Guido Bohsem (SZ) begrüßt den Gesetzentwurf, da er eine Gleichbehandlung zwischen freiberuflichen und angestellten Ärzten herstelle.
Rechtspolitik
Suizidhilfe: Ende dieses Jahres will der Bundestag ein Gesetz zur Regelung der bisher straflosen Suizidhilfe verabschieden. Mehrere Gesetzentwürfe werden derzeit diskutiert, die von einem weitreichenden Verbot mit Ausnahme für Angehörige bis zu einer Erlaubnis der Suizidhilfe für Ärzte unter strengen Auflagen reichen. Die Zeit (Elisabeth Niejahr) stellt die Positionen noch einmal dar und schildert die Geschichte des Kriminalautors Volker Schnell, der seinem Vater beim Selbstmord half.
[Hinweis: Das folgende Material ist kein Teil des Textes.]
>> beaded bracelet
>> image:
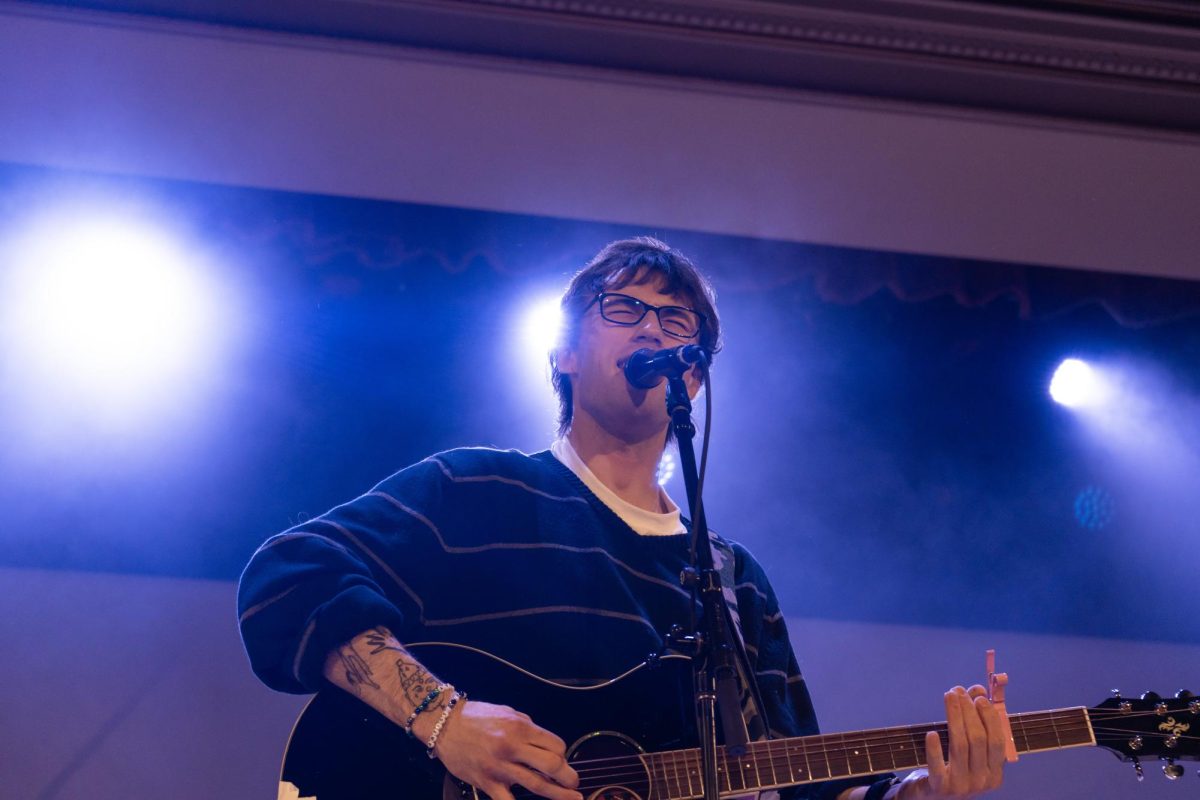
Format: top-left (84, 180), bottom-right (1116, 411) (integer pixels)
top-left (404, 684), bottom-right (454, 736)
top-left (425, 692), bottom-right (467, 758)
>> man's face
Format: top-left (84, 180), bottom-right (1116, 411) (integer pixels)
top-left (558, 281), bottom-right (700, 443)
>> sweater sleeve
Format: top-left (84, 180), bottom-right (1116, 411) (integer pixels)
top-left (733, 543), bottom-right (892, 800)
top-left (238, 462), bottom-right (442, 693)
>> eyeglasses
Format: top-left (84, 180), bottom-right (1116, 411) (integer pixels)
top-left (584, 291), bottom-right (704, 339)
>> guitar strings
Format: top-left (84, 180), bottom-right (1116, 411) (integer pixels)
top-left (547, 714), bottom-right (1196, 790)
top-left (504, 709), bottom-right (1196, 790)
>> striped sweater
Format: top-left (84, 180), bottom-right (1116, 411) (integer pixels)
top-left (238, 449), bottom-right (878, 794)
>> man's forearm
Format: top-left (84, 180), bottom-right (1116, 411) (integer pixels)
top-left (325, 627), bottom-right (451, 741)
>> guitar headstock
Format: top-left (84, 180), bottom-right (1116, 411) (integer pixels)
top-left (1087, 690), bottom-right (1200, 781)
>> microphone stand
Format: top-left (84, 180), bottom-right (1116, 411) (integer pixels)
top-left (667, 366), bottom-right (754, 800)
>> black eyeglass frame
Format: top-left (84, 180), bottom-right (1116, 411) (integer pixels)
top-left (583, 291), bottom-right (708, 342)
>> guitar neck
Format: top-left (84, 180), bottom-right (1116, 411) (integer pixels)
top-left (643, 708), bottom-right (1096, 800)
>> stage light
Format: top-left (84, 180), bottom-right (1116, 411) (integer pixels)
top-left (0, 209), bottom-right (229, 429)
top-left (1050, 359), bottom-right (1100, 408)
top-left (655, 450), bottom-right (674, 486)
top-left (521, 295), bottom-right (563, 368)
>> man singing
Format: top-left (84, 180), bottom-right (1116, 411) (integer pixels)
top-left (239, 237), bottom-right (1004, 800)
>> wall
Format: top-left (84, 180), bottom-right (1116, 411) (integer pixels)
top-left (0, 2), bottom-right (1200, 277)
top-left (0, 570), bottom-right (1200, 800)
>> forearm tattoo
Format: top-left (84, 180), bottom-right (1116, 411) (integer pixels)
top-left (366, 627), bottom-right (404, 655)
top-left (337, 646), bottom-right (379, 694)
top-left (355, 626), bottom-right (450, 710)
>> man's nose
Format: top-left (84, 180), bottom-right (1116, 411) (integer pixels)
top-left (634, 311), bottom-right (666, 349)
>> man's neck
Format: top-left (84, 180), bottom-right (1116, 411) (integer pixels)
top-left (566, 416), bottom-right (667, 512)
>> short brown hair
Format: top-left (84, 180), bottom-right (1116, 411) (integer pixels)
top-left (550, 236), bottom-right (721, 437)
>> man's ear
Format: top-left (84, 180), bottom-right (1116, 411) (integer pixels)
top-left (554, 345), bottom-right (580, 375)
top-left (683, 367), bottom-right (704, 399)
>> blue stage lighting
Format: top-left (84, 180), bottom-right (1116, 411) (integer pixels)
top-left (0, 212), bottom-right (229, 424)
top-left (1050, 359), bottom-right (1099, 408)
top-left (1075, 486), bottom-right (1116, 530)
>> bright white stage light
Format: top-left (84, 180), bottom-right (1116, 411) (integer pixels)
top-left (0, 209), bottom-right (224, 422)
top-left (655, 450), bottom-right (674, 486)
top-left (1050, 359), bottom-right (1102, 408)
top-left (521, 295), bottom-right (563, 367)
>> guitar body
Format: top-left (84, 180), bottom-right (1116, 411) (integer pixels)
top-left (281, 644), bottom-right (695, 800)
top-left (281, 643), bottom-right (1200, 800)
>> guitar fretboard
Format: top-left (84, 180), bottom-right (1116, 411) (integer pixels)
top-left (628, 708), bottom-right (1096, 800)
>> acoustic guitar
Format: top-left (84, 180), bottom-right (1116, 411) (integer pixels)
top-left (280, 643), bottom-right (1200, 800)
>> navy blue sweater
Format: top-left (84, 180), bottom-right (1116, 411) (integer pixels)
top-left (238, 449), bottom-right (883, 794)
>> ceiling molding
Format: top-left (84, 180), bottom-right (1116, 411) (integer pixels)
top-left (16, 0), bottom-right (1200, 133)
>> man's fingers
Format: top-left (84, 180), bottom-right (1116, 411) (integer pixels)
top-left (516, 746), bottom-right (580, 789)
top-left (508, 764), bottom-right (583, 800)
top-left (475, 782), bottom-right (512, 800)
top-left (524, 720), bottom-right (566, 756)
top-left (925, 730), bottom-right (946, 792)
top-left (959, 691), bottom-right (990, 788)
top-left (974, 697), bottom-right (1008, 789)
top-left (946, 686), bottom-right (971, 775)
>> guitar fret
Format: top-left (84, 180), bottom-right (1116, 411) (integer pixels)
top-left (841, 735), bottom-right (875, 775)
top-left (826, 734), bottom-right (851, 777)
top-left (1050, 715), bottom-right (1062, 747)
top-left (667, 753), bottom-right (686, 800)
top-left (817, 736), bottom-right (833, 777)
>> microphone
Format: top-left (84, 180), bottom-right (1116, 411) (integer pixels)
top-left (625, 344), bottom-right (708, 389)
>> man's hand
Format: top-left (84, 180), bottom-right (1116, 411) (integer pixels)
top-left (888, 686), bottom-right (1004, 800)
top-left (424, 700), bottom-right (582, 800)
top-left (325, 627), bottom-right (583, 800)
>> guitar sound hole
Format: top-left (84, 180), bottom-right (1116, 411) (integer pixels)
top-left (584, 786), bottom-right (644, 800)
top-left (566, 730), bottom-right (653, 800)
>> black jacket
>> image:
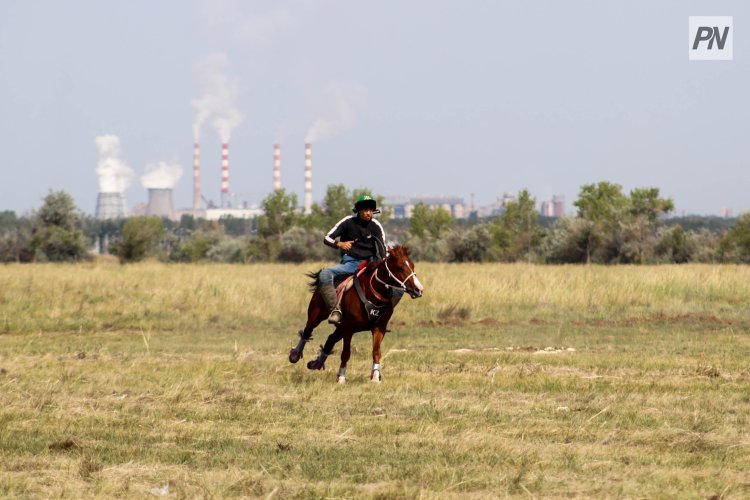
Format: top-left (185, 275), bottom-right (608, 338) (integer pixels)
top-left (323, 215), bottom-right (385, 259)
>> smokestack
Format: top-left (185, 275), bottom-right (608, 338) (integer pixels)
top-left (221, 142), bottom-right (229, 208)
top-left (146, 188), bottom-right (174, 219)
top-left (193, 142), bottom-right (201, 210)
top-left (273, 144), bottom-right (281, 191)
top-left (305, 142), bottom-right (312, 214)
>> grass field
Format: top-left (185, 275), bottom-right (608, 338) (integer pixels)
top-left (0, 263), bottom-right (750, 498)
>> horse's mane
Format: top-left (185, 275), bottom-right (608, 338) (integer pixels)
top-left (367, 245), bottom-right (409, 271)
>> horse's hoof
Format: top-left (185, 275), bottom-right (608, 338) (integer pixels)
top-left (307, 359), bottom-right (326, 370)
top-left (289, 348), bottom-right (302, 363)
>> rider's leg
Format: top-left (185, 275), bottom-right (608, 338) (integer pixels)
top-left (318, 255), bottom-right (360, 324)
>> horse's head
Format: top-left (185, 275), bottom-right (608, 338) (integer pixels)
top-left (385, 246), bottom-right (424, 299)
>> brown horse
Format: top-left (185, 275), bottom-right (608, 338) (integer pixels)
top-left (289, 246), bottom-right (424, 383)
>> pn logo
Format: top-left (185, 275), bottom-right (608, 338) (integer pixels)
top-left (688, 16), bottom-right (734, 61)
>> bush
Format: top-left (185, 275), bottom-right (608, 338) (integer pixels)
top-left (206, 238), bottom-right (247, 264)
top-left (29, 191), bottom-right (89, 262)
top-left (110, 216), bottom-right (164, 262)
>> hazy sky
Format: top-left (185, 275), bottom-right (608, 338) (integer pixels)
top-left (0, 0), bottom-right (750, 214)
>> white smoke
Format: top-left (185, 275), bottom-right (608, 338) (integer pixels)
top-left (94, 135), bottom-right (133, 193)
top-left (190, 52), bottom-right (245, 142)
top-left (305, 82), bottom-right (367, 142)
top-left (141, 161), bottom-right (182, 189)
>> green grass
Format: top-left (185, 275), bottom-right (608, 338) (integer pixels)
top-left (0, 264), bottom-right (750, 498)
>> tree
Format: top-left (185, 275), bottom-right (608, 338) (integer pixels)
top-left (573, 181), bottom-right (628, 223)
top-left (491, 189), bottom-right (541, 260)
top-left (110, 215), bottom-right (164, 262)
top-left (630, 187), bottom-right (674, 228)
top-left (409, 202), bottom-right (455, 239)
top-left (719, 213), bottom-right (750, 263)
top-left (258, 189), bottom-right (298, 238)
top-left (31, 191), bottom-right (89, 262)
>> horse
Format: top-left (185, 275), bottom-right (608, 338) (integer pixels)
top-left (289, 246), bottom-right (424, 384)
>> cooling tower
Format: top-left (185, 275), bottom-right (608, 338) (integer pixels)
top-left (146, 188), bottom-right (174, 219)
top-left (96, 193), bottom-right (128, 220)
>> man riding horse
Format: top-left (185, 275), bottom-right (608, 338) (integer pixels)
top-left (318, 195), bottom-right (404, 325)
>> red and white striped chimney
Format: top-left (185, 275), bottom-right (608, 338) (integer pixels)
top-left (221, 142), bottom-right (229, 208)
top-left (193, 142), bottom-right (201, 210)
top-left (273, 144), bottom-right (281, 191)
top-left (305, 142), bottom-right (312, 214)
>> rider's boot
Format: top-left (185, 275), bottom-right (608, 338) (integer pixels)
top-left (319, 284), bottom-right (341, 325)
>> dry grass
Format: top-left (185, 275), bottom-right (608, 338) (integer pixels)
top-left (0, 264), bottom-right (750, 498)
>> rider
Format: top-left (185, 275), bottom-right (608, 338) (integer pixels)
top-left (319, 195), bottom-right (385, 324)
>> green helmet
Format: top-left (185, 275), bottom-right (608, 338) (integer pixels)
top-left (352, 195), bottom-right (377, 213)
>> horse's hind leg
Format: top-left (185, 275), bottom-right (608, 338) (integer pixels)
top-left (370, 326), bottom-right (385, 382)
top-left (336, 333), bottom-right (352, 384)
top-left (307, 327), bottom-right (344, 370)
top-left (289, 291), bottom-right (326, 363)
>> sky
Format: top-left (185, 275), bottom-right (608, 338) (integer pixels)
top-left (0, 0), bottom-right (750, 215)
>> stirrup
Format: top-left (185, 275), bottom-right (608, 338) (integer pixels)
top-left (328, 307), bottom-right (342, 325)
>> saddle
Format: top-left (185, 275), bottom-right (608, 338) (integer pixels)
top-left (336, 260), bottom-right (388, 328)
top-left (336, 260), bottom-right (368, 302)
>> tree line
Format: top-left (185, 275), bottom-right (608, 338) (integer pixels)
top-left (0, 181), bottom-right (750, 264)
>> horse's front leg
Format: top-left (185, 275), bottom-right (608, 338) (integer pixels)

Erbschaftsteuer: Die FAZ (Manfred Schäfers) fasst die Reaktionen auf die Kritik des hessischen Finanzministers Thomas Schäfer am Gesetzentwurf zur Erbschaftsteuer zusammen. SPD-Politiker sehen in der neuen Regelung keine Gefahr für Familienunternehmen, während Hermann Otto Solms (FDP) die Erbschaftsteuer grundsätzlich überdenken will. Die Erbschaftsteuer könnte auf einen einheitlichen Satz von 10 Prozent festgelegt oder gegen Erhöhung anderer Steuern gänzlich abgeschafft werden. Rechtsprofessorin Johanna Hey spricht sich im Handelsblatt für eine Senkung der Erbschaftsteuer auf 6 bis 8 Prozent aus.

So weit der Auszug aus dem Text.